Communiqué de presse E.S.F. : réunion Ayrault/ONG à Matignon le 27 mai

Ecologie sans frontière (E.S.F.) – Communiqué de presse

Lundi 27 mai 2013

Écologie sans frontière interpelle le Premier ministre J-M Ayrault ce jour, lors d’une rencontre à Matignon, au sujet de l’action de groupe (class action)

Lundi 27 mai, le Premier ministre Jean-Marc Ayrault a reçu les principales ONG de protection de l’environnement afin de répondre à leurs questions. En complément des interventions relatives à l’énergie et à la biodiversité, Nadir Saïfi, vice-président d’Écologie sans frontière, a interpellé le Premier Ministre au sujet de l’action de groupe, qui constitue dans son principe une bonne réforme mais qui, telle qu’elle est formulée dans l’actuel projet de loi sur la consommation, semble avoir été vidée de sa substance.
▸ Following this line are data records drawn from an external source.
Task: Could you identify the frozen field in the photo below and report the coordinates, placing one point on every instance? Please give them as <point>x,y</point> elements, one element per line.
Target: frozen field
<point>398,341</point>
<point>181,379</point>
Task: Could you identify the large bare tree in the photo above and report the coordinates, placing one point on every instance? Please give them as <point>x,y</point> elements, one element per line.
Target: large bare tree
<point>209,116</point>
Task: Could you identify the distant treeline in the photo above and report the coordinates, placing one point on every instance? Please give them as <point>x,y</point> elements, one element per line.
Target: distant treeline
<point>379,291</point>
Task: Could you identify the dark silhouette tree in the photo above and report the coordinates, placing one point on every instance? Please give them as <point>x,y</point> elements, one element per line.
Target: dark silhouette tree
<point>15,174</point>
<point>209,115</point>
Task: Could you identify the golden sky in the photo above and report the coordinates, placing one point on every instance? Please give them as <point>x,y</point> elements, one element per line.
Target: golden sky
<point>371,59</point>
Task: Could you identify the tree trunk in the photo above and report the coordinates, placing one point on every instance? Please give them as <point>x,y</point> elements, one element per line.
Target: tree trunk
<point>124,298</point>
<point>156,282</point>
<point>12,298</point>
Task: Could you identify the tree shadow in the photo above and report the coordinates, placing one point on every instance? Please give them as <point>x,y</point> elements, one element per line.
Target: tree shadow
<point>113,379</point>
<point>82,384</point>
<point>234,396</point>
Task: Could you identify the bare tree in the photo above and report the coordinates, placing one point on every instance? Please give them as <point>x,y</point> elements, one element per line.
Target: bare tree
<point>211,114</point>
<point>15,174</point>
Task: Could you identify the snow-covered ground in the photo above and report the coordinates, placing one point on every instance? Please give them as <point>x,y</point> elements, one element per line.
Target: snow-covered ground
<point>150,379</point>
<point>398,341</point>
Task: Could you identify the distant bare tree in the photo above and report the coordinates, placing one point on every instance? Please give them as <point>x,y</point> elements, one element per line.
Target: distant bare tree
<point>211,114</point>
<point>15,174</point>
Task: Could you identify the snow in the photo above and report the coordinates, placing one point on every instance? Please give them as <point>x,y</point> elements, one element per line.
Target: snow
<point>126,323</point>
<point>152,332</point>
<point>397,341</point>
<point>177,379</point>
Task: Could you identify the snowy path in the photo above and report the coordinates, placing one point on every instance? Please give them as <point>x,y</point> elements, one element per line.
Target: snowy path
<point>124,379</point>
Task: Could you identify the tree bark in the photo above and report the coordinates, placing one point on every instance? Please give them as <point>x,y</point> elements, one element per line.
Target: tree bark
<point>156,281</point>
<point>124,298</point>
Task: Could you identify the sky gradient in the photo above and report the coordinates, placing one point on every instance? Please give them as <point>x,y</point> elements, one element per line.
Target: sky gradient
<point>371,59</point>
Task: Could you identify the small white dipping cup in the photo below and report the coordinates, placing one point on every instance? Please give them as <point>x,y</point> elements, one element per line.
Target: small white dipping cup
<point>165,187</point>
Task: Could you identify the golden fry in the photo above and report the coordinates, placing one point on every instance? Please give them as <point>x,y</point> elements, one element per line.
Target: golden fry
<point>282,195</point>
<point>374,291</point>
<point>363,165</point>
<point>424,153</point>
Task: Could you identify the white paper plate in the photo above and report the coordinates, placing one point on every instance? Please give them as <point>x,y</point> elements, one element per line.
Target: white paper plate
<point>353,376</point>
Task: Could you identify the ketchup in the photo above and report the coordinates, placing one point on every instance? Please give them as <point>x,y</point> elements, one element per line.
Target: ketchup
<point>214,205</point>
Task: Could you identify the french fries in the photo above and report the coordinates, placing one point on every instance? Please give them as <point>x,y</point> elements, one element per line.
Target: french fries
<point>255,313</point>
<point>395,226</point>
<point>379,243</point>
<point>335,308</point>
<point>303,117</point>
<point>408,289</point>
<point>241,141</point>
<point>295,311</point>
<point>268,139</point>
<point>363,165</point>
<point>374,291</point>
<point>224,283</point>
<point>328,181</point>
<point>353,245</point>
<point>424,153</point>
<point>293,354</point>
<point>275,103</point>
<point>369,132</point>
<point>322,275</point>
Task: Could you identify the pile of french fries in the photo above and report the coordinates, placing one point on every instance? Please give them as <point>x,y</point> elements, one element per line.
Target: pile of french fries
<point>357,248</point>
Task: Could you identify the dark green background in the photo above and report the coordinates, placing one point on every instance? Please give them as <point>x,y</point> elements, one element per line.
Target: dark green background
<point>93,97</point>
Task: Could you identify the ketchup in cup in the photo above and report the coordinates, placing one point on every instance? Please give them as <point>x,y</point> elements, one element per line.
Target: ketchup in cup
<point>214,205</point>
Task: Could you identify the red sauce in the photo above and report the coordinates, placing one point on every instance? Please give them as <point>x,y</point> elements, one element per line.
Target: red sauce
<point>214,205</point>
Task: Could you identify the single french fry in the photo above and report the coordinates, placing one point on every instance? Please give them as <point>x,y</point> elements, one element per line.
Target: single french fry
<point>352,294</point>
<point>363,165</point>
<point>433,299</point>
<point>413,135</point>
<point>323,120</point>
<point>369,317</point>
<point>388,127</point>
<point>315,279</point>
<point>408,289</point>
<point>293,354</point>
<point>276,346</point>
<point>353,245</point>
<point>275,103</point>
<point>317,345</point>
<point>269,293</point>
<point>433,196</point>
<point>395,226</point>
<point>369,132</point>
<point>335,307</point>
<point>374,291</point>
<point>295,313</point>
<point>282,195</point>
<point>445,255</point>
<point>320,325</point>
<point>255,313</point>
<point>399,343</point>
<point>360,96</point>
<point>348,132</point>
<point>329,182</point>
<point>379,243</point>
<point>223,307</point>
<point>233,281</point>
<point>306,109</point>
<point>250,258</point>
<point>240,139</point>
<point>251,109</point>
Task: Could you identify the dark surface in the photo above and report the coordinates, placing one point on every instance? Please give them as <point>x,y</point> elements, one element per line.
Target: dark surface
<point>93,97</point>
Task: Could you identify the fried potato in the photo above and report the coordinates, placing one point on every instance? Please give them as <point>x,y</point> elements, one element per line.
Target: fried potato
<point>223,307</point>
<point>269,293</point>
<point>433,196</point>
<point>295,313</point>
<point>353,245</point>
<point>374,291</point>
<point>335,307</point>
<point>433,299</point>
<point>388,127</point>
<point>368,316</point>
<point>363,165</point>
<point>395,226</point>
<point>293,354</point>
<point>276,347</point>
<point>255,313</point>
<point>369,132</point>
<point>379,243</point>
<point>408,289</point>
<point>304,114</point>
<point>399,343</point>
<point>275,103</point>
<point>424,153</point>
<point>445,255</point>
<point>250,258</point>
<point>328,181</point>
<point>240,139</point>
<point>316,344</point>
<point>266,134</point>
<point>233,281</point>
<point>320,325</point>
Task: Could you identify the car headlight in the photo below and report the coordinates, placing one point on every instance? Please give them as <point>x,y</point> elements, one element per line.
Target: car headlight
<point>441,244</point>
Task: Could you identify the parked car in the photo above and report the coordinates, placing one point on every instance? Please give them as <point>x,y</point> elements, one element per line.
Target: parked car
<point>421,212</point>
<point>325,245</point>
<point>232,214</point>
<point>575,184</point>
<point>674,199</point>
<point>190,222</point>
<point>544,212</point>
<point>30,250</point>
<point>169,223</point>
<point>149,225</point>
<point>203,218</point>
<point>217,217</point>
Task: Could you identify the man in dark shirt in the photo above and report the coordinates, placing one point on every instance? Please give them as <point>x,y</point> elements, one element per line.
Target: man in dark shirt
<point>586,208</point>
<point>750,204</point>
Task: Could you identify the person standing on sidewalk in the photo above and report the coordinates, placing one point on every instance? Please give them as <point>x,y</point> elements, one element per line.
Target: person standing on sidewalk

Ce projet, en effet, ne répond pas à l’essentiel de nos attentes et ce principalement pour quatre raisons :

  1. Le projet de loi, présenté ce mois-ci au Conseil des ministres et qui doit arriver à l’Assemblée nationale dans une semaine, limite de manière frileuse et injustifiée le champ d’application des actions de groupe : il en exclut le droit des sociétés (et des actionnaires minoritaires), le droit boursier et surtout les domaines sanitaires et environnementaux.

  2. Il n’est prévu, non plus, aucun dédommagement des préjudices écologiques, corporels et moraux, dont plusieurs affaires retentissantes ces derniers mois ont montré les difficultés voire l’inadaptation de notre système judiciaire pour en assurer la réparation dans des conditions satisfaisantes.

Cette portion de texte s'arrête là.